Computerworld

Customers and cloud at heart of Westpac technology transformation

Hybrid cloud to underpin single customer view at Westpac Group

Westpac Group will increase its annual investment spend by 20 per cent to $1.3 billion with the bulk of it dedicated to technology, digital and simplification projects, the bank announced today.

Addressing a strategy update, Westpac CIO, Dave Curran, outlined his plan to develop a 'Customer Service Hub' that will leverage cloud infrastructure to deliver a single view of the customer across the group's brands.

"If we want to be one of the world's great service companies, you've got to put the customer at the centre of everything you do — and that's equally as true in technology as it is on the front line," Curran said.

Creating a Customer Service Hub will not only enable greater opportunities for omnichannel by enabling cross-channel conversations with customers but enable the bank to "rationalise numerous applications and systems and drive efficiencies as we do so," Curran said.

At the heart of the transformation program is taking customer information from individual channels and making it accessible across the bank.

Along with that data, product information will be excised from the bank's core 'systems of record' and become part of the Customer Service Hub.

Under the transformation plan, the systems of record will continue to be used as registers for account and transaction data. The approach means that Westpac doesn't need to wait for a core banking upgrade, the CIO said.

Underpinning the program will be continuing consolidation of the bank's infrastructure, including increased use of private and public cloud.

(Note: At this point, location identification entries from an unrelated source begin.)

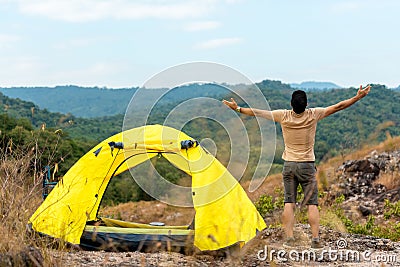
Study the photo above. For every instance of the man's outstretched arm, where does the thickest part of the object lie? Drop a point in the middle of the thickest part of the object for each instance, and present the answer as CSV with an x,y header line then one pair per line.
x,y
249,111
348,102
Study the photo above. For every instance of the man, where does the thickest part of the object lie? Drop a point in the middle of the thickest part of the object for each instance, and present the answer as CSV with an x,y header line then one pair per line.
x,y
298,128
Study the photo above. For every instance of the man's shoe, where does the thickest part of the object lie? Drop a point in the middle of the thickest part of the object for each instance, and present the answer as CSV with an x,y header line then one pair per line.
x,y
316,244
290,243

Currently, the bank has a single customer solution for Westpac, the CIO said. "But we also have a single customer solution for St George and a single customer solution for BT," he added.

"So within those brands we're very advanced, but we still have the three."

"The first thing we want to do is get to a single customer base across the whole organisation, bring those together," Curran said.

"It's really, really important that if you know something about a customer, the whole organisation knows it. From the customer's point of view, they only want to tell us once"

The aim is to bring in information from across channels so that the bank can "have a continuous conversation with the customer".

Cloud has matured to the point where bank expects material cost savings over the next three years from leveraging hybrid cloud technology, the CIO said.

The group has already carried out significant efforts to consolidate data centres and implement virtualization solutions but still has discrete infrastructure for Westpac, St George and BT.

"The more we can get a single base under what we do, the more we can drive standardisation and rationalisation," Curran said.

"We're going to continue to move to a single infrastructure. That's a path that's already underway and we're going to continue to deliver against it.

"But in addition, cloud technologies have already matured to a point where they bring real value and we need to bring that into the organisation. Not only for the savings it will bring, but also the agility it will bring into the organisation."

The CIO outlined a vision for the group's infrastructure where hybrid cloud and traditional infrastructure will co-exist.

"Every day new capabilities become available in the cloud that we want to be able to consume as we need to, Curran said.

"We want to be able to stand them up, stand them down and buy them cheaply. That said, we are a bank and we're not putting our customer data anywhere near the public cloud.

"So the concept of a private cloud becomes really important — how do you get most of the benefits of cloud but actually keep it secure and inside our environment for the privacy and protection of our customers and the assets of our organisation.

"And then lastly, although I'll be doing my best over time to get rid of it all, we will have legacy applications that remain, so we need the traditional infrastructure to support that."

Private and public cloud and traditional infrastructure will sit underneath a single platform delivered as a platform-as-a-service to the bank, the CIO said.

"What that means is we need to take infrastructure away from the day to day of the bank and provide that as a single solution to the organisation," Curran said.

"To make that real for people in terms of what that means for savings, in the area of storage, [take] block storage: Two months ago a gigabyte of data cost Westpac $0.75 per month; today it costs $0.30 per month; next year it's going to be $0.20 per month; and in three years, at the completion of this program it's going to be in single digits.

"That adds up very quickly when you look at the infrastructure we support. The savings are going to be north of $100 million in that area alone."

Announcing its full year results last month, the Commonwealth Bank said that a focus on productivity and technology helped drive its investment spend to $1.25 billion for FY15. That figure represents an increase of 5 per cent on the prior year.